Day 16 - Monday, May 25th - Arriving in Barcelona, we WERE going to go frolick on the beach, since we hadn't gotten around to that yet, but it's just our luck that it's the one day it is cloudy in Barcelona. So (after checking in and dropping our stuff off at our hostel) we walk the beach boardwalk and drink sangria at bars just off the edge of the beach. Then we wander around town and do some bar hopping.
   We then get on a subway to go downtown, and even though I'm close behind her the subway door closes on my foot. Unlike NYC subway doors which bounce back if interrupted, these subways apparently don't do that, and it wasn't easily relinquishing my foot either. I started to become alarmed and just managed to yank my foot out before the subway started to move away.
   We hadn't discussed which of the several downtown stations we were going to yet, and neither of us had cell phones that worked in Spain, so this was looking to be a bit of a dilemma.
   I caught the next train 5 min later, kept an eye out for her at all the stations in between and got off at the main downtown station. She wasn't on the platform, I wandered through the labyrinthine station and out onto the street, looked around, didn't see her. Looked around a bit but then concluded there was nothing more I could do, so I took the subway to back to the hostel in case she'd proceeded there ... she wasn't there.
   About five minutes later she did indeed show up. Apparently she had decided to wait for me on the stairs leading up to the street, but had forgotten there were several entrances up to the street and had evidently waited at one other than the one I came out of. So we decide to go down to a nearby square where there were some nice bars.
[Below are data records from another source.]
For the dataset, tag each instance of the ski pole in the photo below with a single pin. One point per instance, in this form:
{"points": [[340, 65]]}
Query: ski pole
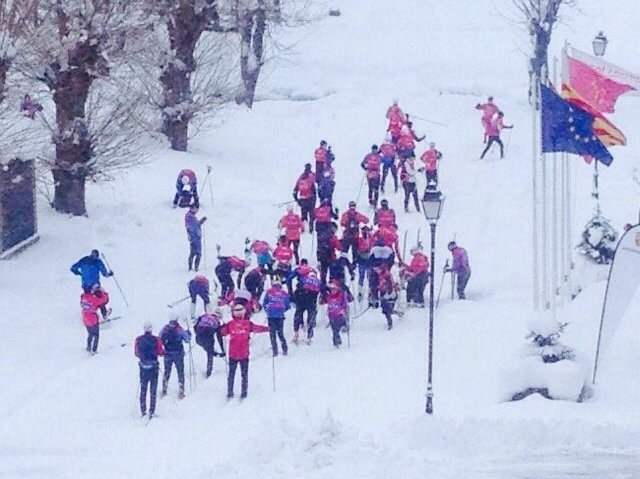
{"points": [[115, 279], [273, 371], [210, 184], [444, 273], [178, 301], [364, 175]]}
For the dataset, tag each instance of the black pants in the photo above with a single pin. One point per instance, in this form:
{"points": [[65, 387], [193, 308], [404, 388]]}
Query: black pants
{"points": [[415, 288], [305, 303], [169, 361], [148, 380], [432, 176], [394, 175], [93, 336], [244, 371], [350, 242], [410, 190], [207, 342], [492, 140], [307, 206], [374, 190], [276, 326]]}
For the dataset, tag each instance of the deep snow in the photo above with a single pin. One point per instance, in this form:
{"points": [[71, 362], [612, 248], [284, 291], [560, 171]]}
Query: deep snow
{"points": [[355, 412]]}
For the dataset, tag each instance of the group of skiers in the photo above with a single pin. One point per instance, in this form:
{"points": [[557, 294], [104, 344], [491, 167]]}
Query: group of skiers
{"points": [[366, 249]]}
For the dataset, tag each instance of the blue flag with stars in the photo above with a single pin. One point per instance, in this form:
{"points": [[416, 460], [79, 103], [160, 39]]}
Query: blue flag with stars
{"points": [[566, 127]]}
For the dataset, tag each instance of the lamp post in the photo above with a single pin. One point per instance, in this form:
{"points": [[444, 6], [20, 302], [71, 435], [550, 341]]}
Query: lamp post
{"points": [[599, 44], [432, 202]]}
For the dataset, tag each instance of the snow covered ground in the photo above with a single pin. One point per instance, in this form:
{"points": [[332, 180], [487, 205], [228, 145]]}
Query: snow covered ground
{"points": [[355, 412]]}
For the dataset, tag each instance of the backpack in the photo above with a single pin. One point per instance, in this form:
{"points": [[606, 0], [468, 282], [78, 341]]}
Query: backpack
{"points": [[147, 351], [172, 340], [311, 283]]}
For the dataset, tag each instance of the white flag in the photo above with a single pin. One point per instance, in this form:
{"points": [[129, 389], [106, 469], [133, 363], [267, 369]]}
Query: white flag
{"points": [[624, 278]]}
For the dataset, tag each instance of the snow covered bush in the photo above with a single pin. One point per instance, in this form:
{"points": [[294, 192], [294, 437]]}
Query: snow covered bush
{"points": [[546, 367]]}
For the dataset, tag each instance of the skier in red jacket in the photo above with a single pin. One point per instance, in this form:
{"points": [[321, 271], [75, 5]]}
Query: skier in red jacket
{"points": [[90, 303], [304, 193], [239, 330]]}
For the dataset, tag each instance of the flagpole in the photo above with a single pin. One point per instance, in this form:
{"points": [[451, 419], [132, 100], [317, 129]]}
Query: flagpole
{"points": [[534, 176], [554, 212]]}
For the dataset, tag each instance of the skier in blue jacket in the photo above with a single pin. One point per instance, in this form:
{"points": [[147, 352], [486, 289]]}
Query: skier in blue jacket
{"points": [[89, 268], [275, 303]]}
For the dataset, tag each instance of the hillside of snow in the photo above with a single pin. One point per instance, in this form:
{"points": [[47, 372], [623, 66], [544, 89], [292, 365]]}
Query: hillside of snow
{"points": [[356, 412]]}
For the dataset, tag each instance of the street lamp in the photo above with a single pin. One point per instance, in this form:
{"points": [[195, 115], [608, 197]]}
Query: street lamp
{"points": [[599, 44], [432, 202]]}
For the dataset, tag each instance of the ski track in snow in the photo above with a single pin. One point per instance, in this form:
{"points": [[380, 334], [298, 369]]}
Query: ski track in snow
{"points": [[355, 412]]}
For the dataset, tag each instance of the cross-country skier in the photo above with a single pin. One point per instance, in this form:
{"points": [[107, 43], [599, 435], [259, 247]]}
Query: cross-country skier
{"points": [[320, 155], [227, 264], [489, 109], [351, 220], [388, 236], [396, 120], [89, 268], [239, 330], [194, 235], [460, 267], [493, 132], [305, 297], [292, 225], [408, 174], [385, 216], [336, 269], [371, 165], [283, 256], [304, 193], [417, 276], [430, 158], [388, 292], [207, 329], [186, 190], [388, 159], [172, 336], [90, 303], [275, 304], [363, 248], [147, 349], [328, 245], [406, 143], [198, 286], [323, 216], [264, 257], [337, 301], [254, 283]]}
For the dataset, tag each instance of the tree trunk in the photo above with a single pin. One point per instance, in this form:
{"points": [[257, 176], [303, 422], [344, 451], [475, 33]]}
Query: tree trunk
{"points": [[252, 32], [73, 144], [185, 28]]}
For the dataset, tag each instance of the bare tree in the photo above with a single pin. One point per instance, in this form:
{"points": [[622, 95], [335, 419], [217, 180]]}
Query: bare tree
{"points": [[73, 43], [540, 16]]}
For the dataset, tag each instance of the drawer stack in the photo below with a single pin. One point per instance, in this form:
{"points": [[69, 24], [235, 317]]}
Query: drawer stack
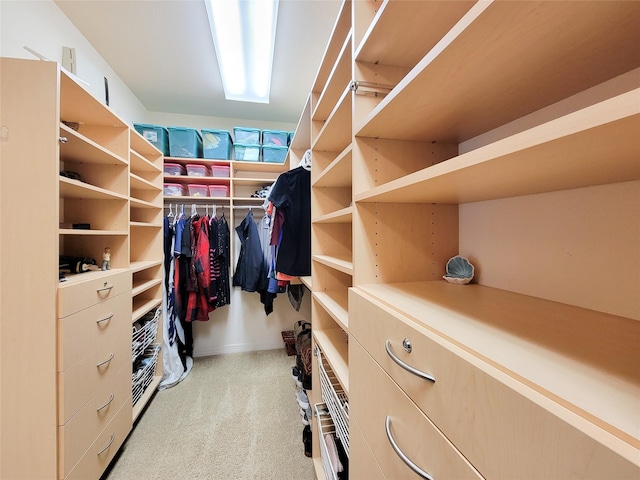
{"points": [[454, 415], [94, 368]]}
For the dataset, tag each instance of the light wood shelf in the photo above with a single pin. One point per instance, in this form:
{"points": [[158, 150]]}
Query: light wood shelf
{"points": [[335, 349], [411, 41], [338, 173], [141, 306], [344, 215], [143, 265], [594, 151], [139, 183], [335, 302], [334, 134], [339, 77], [343, 264], [493, 89], [78, 148]]}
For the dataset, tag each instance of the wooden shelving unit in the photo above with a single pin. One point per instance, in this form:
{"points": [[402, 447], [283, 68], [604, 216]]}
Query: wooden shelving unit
{"points": [[76, 408], [503, 132]]}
   Sitting outside at the bar (which is what we almost always did, being as it was always nice out), on either side of us there seemed to be people on dates. To my left this guy seems grossly lovestruck with the girl he's with. They're speaking Spanish but Kerri informs me she was telling a totally boring story about her grandmother, but the guy was gazing at her like she was saying the most fascinating thing he had EVER heard. Ridiculous.
   And to my right there was an American girl with a Spanish guy. She was speaking haltingly in terrible Spanish (so I'm told), and he was leaning back in his chair looking like a smug asshole who knows he's gonna get laid just because this girl wants some Spanish loving.
   Around midnight we call it a night.


Day 17 - Tuesday, May 26th - The next morning I head out to go see some last few museums.
   I go to the Museum of Archeology, but by the time I'm done there it's about 1 -- not enough time to warrant a visit to the neighbouring National Museum of Catalonian Art, so I wander around the beautiful gardens and terraces around it, and then its time to make our way to the airport.
   We catch our plane without incident and are off.


   ...Kerri has work the next day, but I still have most of a week left in New York before my flight home.